MOSS MVP

I've moved my blog to http://blog.falchionconsulting.com!. Please update your links. This blog is no longer in use--you can find all posts and comments at my new blog; I will no longer be posting to this site and comments have been disabled.

Tuesday, September 4, 2007

Convert a Sub-site to a Site Collection

I finally figured it out! This was supposed to be one of those very simple tasks that I should have been able to do without any custom code. Turning a sub-site (or web) into a site collection (or top level site) turned out to be the most difficult task I've yet to face with SharePoint 2007. In theory you should be able to do this using the following commands which could be put into a batch file:

REM Create a test web for exporting
stsadm -o createweb -url "http://intranet/testweb" -sitetemplate "SPSTOPIC#0"

REM Export the test web to the filesystem
stsadm -o export -url "http://intranet/testweb" -filename "c:\testweb" -includeusersecurity -versions 4 -nofilecompression -quiet

REM Create a managed path for the new top level site
stsadm -o addpath -url "http://intranet/testsite" -type explicitinclusion

REM Create an empty site with a default site template (note that if you don't specify a template you have to manually activate the required features)
stsadm -o createsite -url "http://intranet/testsite" -owneremail "someone@example.com" -ownerlogin "domain\username" -sitetemplate "SPSTOPIC#0"

REM Import the site
stsadm -o import -url "http://intranet/testsite" -filename "c:\testweb" -includeusersecurity -nofilecompression -quiet

Unfortunately what you get is only a partially functional site (and in some case not functional at all). There are several errors that you are likely to encounter after running the above using the created testweb or your own existing web. The first and most obvious error is that when you load the default.aspx page of the new site you may get a File Not Found error (note that running the above as is will not give you this error). This is the result of the publishing pages PageLayout URL getting messed up (effectively still pointing to an old value). I addressed this specific issue with a separate command (http://stsadm.blogspot.com/2007/08/fix-publishing-pages-page-layout-url.html) and the I've encapsulated that functionality into the new commands I've created which are detailed below.

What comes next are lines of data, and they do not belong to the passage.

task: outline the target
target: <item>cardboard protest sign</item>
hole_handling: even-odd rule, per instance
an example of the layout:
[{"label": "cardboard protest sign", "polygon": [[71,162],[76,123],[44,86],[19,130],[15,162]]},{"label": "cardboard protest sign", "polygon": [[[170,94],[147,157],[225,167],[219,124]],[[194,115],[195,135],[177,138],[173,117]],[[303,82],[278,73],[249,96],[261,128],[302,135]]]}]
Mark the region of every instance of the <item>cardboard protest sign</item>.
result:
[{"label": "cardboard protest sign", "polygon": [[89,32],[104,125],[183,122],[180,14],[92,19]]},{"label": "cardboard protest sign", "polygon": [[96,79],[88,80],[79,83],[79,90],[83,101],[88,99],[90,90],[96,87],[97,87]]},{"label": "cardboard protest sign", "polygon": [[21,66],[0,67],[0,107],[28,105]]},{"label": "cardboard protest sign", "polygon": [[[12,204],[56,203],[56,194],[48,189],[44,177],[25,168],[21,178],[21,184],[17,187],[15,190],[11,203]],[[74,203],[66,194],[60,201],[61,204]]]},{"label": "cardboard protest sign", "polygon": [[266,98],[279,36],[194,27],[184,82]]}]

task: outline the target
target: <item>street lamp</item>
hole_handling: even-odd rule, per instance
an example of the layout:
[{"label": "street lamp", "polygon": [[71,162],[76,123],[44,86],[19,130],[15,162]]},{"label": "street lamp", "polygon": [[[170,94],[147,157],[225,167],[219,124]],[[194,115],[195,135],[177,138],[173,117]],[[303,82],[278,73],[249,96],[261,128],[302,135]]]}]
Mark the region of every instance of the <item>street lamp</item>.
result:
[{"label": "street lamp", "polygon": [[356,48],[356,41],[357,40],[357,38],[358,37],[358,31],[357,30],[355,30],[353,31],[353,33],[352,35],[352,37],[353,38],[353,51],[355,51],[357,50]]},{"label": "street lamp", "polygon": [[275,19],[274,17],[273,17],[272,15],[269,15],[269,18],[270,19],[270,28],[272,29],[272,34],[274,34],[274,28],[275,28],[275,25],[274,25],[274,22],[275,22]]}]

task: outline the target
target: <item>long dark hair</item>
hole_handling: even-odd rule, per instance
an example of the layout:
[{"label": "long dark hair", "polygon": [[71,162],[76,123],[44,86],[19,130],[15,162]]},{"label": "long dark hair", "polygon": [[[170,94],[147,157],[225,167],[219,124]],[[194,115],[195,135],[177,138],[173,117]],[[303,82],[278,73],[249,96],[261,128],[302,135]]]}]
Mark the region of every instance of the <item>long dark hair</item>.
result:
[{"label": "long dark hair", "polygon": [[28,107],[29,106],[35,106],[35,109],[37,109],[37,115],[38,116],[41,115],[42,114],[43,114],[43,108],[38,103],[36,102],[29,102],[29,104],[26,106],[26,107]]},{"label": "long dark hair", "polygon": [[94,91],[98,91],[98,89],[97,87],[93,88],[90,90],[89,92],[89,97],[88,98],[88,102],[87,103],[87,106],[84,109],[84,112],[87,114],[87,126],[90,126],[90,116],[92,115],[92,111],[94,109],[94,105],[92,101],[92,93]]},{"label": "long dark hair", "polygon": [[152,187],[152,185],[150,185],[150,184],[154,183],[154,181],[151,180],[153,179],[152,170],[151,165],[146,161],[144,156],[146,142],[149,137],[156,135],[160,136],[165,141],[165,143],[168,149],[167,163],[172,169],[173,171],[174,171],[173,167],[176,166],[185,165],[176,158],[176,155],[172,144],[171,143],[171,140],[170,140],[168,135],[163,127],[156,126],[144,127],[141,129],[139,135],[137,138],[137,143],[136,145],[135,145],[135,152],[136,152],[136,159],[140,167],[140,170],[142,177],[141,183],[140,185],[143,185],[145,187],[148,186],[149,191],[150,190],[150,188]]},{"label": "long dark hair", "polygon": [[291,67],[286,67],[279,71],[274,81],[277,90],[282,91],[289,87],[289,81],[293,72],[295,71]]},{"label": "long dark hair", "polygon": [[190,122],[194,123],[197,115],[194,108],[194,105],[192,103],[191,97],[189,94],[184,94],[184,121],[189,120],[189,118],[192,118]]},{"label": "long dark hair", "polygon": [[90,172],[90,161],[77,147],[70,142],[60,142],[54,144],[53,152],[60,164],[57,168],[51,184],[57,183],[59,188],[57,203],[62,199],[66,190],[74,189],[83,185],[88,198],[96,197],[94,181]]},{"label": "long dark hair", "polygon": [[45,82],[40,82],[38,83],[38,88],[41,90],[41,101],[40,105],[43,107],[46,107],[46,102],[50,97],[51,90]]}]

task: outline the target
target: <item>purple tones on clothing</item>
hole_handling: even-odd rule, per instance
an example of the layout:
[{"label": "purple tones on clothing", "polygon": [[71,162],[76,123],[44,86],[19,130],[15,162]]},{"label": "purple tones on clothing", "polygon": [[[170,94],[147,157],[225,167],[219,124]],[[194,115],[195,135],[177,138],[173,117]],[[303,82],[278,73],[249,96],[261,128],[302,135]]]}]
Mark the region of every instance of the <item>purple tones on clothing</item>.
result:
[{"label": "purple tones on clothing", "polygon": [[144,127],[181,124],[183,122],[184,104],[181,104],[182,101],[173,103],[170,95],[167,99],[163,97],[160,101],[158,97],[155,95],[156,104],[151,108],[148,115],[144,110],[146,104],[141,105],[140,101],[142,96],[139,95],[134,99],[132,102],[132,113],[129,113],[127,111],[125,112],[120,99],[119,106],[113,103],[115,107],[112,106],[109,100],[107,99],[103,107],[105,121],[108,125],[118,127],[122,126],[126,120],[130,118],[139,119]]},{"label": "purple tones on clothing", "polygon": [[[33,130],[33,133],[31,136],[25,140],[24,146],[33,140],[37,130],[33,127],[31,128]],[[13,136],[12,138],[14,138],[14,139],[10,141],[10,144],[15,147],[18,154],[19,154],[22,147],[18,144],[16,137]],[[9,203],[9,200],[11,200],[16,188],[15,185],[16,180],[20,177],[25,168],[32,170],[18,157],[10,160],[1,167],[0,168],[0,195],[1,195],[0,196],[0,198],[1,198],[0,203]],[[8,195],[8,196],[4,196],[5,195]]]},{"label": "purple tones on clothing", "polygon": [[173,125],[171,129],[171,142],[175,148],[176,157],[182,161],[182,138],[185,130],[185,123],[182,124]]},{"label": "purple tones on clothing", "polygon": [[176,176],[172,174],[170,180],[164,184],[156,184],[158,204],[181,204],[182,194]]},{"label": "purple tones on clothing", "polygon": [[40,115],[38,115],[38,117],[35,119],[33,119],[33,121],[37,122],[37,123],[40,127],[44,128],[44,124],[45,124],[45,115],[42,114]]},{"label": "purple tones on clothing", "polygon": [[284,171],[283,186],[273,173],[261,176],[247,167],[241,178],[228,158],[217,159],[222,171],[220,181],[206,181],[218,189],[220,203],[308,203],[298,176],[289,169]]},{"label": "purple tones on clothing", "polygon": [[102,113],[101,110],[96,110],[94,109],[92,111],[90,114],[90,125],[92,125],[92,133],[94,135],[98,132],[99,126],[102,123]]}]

The next error you're likely to see is on the Area Template Settings page (Site Settings -> Page layouts and site templates). The specific error is "Data at the root level is invalid. Line 1, position 1".

Anyone who's done a lot of XML work should recognize this error as an XML parsing error. This error occurs if the web you imported from was set to inherit it's page layouts from it's parent. When a web is setup this way there's a property called "__PageLayouts" which gets set to "__inherit".

For a top level site collection this value should always be either an empty string (all page layouts are available) or XML describing which layouts are available. The import operation does not consider this and leaves the value as is thus resulting in the XML error when attempting to parse "__inherit" as XML. The fix for this is simple enough - change the value to an empty string. Unfortunately that's not all we have to do. Fixing the above error results in the page loading without errors, however, the page layouts section does not load. There's still several issues that need to be resolved. If you now go and view the master gallery (Site Settings -> Master pages and page layouts) you should see all the default page layouts. If you have any custom page layouts those won't exist and will cause problems.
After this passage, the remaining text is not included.